JACKSON — A severe storm with large hail pounded the Mississippi capital and its suburbs yesterday, busting windows in cars, homes and businesses and temporarily leaving a blanket of ice on some parking lots and sidewalks.
Clinton Fire Department Deputy Chief Tim Shanks said firefighters responded yesterday afternoon to calls of two people hit in the head by hail. He said he did not have information on their conditions.
There were reports of downed trees or other damage in 14 counties, said Mississippi Emergency Management Agency spokesman Jeff Rent. MEMA had no immediate confirmed reports of injuries.
Roads throughout the Jackson area were littered with broken limbs and pine needles, from the hail driving through trees. Cars could be seen driving along the interstate with broken windows and cracked windshields.
The Clinton Public School District said Lovett Elementary school will be closed today because of the hail storm but that classes will be held at alternate sites. Once buses have run their routes, students will be transported to different campuses. Students will be shuttled back to Lovett in the afternoon and car riders may be picked up at Lovett at the usual dismissal time.
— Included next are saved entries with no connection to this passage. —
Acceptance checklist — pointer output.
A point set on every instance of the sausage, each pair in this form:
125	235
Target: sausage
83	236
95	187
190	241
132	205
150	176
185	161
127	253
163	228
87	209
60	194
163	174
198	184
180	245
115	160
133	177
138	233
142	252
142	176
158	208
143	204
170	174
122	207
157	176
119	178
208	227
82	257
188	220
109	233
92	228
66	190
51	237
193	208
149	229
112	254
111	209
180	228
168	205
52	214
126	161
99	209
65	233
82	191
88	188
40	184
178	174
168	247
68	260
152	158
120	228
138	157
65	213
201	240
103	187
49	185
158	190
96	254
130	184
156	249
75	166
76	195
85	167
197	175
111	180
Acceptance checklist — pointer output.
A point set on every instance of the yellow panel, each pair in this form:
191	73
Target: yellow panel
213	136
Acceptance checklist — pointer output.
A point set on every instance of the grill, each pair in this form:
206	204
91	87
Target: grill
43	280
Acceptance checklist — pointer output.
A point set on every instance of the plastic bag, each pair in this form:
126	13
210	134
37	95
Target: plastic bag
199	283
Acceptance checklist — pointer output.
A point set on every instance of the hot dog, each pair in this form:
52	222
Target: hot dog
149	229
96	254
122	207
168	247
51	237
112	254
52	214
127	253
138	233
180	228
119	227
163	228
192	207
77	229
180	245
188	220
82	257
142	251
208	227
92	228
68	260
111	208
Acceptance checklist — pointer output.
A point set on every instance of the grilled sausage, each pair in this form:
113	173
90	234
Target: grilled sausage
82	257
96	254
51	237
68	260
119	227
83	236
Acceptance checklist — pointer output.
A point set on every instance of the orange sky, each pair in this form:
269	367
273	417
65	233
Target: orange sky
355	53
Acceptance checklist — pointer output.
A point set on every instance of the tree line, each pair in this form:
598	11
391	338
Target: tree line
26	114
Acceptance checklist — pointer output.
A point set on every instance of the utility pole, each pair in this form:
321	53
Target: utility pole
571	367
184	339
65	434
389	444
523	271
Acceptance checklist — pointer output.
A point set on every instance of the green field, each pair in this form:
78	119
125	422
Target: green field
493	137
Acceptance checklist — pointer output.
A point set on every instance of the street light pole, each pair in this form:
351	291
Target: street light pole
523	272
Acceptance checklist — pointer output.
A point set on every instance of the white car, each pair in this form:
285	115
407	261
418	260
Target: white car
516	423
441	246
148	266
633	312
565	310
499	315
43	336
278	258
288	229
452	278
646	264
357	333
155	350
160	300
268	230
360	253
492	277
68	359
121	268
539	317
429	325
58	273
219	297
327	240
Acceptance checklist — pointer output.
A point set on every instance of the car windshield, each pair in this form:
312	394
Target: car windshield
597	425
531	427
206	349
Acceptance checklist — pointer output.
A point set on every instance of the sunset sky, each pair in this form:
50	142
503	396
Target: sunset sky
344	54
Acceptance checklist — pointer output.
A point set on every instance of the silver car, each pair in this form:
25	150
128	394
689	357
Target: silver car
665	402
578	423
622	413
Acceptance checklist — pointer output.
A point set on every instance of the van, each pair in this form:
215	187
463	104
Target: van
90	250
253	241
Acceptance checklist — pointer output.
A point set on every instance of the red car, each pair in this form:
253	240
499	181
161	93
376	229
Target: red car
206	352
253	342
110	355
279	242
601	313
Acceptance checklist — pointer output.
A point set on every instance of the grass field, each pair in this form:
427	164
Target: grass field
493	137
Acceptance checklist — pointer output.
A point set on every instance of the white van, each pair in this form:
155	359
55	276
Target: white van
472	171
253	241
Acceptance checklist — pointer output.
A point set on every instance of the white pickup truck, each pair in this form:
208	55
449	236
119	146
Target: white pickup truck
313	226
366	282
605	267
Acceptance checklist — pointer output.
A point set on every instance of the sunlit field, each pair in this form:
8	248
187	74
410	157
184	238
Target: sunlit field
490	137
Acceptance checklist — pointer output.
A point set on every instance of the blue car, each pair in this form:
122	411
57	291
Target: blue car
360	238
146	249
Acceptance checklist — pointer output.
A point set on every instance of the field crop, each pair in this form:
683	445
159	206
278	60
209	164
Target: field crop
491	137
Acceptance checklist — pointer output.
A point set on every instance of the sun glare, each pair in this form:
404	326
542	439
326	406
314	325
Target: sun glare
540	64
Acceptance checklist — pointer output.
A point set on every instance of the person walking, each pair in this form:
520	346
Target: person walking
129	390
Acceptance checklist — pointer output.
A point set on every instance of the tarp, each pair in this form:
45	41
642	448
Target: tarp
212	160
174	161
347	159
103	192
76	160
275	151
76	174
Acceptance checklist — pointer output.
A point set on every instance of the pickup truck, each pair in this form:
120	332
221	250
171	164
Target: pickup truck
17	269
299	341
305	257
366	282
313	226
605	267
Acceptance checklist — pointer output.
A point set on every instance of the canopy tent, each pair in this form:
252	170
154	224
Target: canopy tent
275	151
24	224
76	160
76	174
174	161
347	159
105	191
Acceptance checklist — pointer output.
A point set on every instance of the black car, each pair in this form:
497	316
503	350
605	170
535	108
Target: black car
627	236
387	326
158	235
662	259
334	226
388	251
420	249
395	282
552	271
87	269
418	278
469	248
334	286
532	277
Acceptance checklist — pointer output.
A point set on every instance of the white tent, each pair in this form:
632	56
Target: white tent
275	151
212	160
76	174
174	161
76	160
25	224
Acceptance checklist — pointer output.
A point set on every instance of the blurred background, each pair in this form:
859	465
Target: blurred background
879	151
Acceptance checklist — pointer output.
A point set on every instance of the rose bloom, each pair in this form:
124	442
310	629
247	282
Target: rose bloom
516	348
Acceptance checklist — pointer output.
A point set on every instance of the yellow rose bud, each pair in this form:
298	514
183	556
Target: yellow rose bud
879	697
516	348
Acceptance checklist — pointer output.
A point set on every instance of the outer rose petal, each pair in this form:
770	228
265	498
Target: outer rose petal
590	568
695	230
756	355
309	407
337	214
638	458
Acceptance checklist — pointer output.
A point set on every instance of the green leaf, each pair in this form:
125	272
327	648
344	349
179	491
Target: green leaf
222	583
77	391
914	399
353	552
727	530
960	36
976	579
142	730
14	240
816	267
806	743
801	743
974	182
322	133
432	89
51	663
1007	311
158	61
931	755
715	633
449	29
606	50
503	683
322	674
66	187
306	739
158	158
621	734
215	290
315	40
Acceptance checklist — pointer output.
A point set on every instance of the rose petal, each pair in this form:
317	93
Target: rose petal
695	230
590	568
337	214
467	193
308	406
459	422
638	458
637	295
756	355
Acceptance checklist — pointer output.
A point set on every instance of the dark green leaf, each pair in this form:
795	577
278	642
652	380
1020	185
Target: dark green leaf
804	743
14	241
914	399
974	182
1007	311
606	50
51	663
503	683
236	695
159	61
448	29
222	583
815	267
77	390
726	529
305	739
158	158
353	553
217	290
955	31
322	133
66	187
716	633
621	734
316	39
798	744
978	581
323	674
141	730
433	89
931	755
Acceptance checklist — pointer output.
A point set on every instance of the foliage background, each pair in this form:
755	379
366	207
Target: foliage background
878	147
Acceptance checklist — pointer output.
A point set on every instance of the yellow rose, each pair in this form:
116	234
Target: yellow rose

“Roof damage has caused leaks in most every classroom,” said Sandi Beason, a spokeswoman for the Clinton Public School District. “Fortunately, no one was injured. The storm hit at the end of dismissal and nearly all students had left for the day.”
National Weather Service meteorologist Anna Weber said there were reports of hail the size of softballs in some areas around Jackson. Baseball-sized hail was reported in Jackson and its suburbs, including the cities of Jackson, Clinton, Madison, Pearl and Brandon.
“This is the time of year that we get hail storms, but hail this size is pretty rare,” Weber said.
By early evening, the skies were clear and the sun was shining over Jackson. The hail was quickly melting.
Glenn Ezell and his son were putting tarps on the metal roof of their mobile home in Brandon after the storm swept through the area.
“It started hailing big enough that it come through the roof and broke the sheetrock. It was as big as your fist,” he said.
The hail also broke a window and damaged screens, he said.
His wife, Brenda, said the noise was so loud inside the mobile home that they went outside on the porch.
“It sounded like the world was coming to an end,” she said. “I’m 55 years old and I’ve never seen anything like it in my life.”
Rent said hail — ranging in size from golf balls to tennis balls — hit MEMA headquarters in Pearl.
“We’ve got a lot of damaged vehicles here at MEMA,” he said.
Rent said officials will try to take care of repairs quickly while also providing assistance to people who may need it. He said damage assessments are ongoing but so far local officials had not asked for state assistance.
Mississippians are accustomed to dealing with tornadoes and hurricanes but this much large, widespread hail is unusual for the state, Rent said.
“What I found interesting is that hail is the threat that we don’t talk about that much. But you can see how destructive it can be in a short amount of time,” he said. “We got a tough lesson today.”
Hinds County emergency management specialist Robin Garrard said the “damage is pretty much spread all through Hinds County with windows busted, car damage, that kind of thing.”
Weber said the metro area was hit by “a few super cells” that pushed out of the area to the south-southeast. A severe thunderstorm watch was in effect for parts of south and southeast Mississippi through 9 p.m. CDT, she said.
MEMA said the forecast called for the chance of damaging winds, hail and isolated tornadoes.
Rent said downed trees or other damage were reported in the following counties: Calhoun, Chickasaw, Clay, Grenada, Hinds, Itawamba, Lee, Lowndes, Monroe, Rankin, Tallahatchie, Tishomingo, Union and Warren.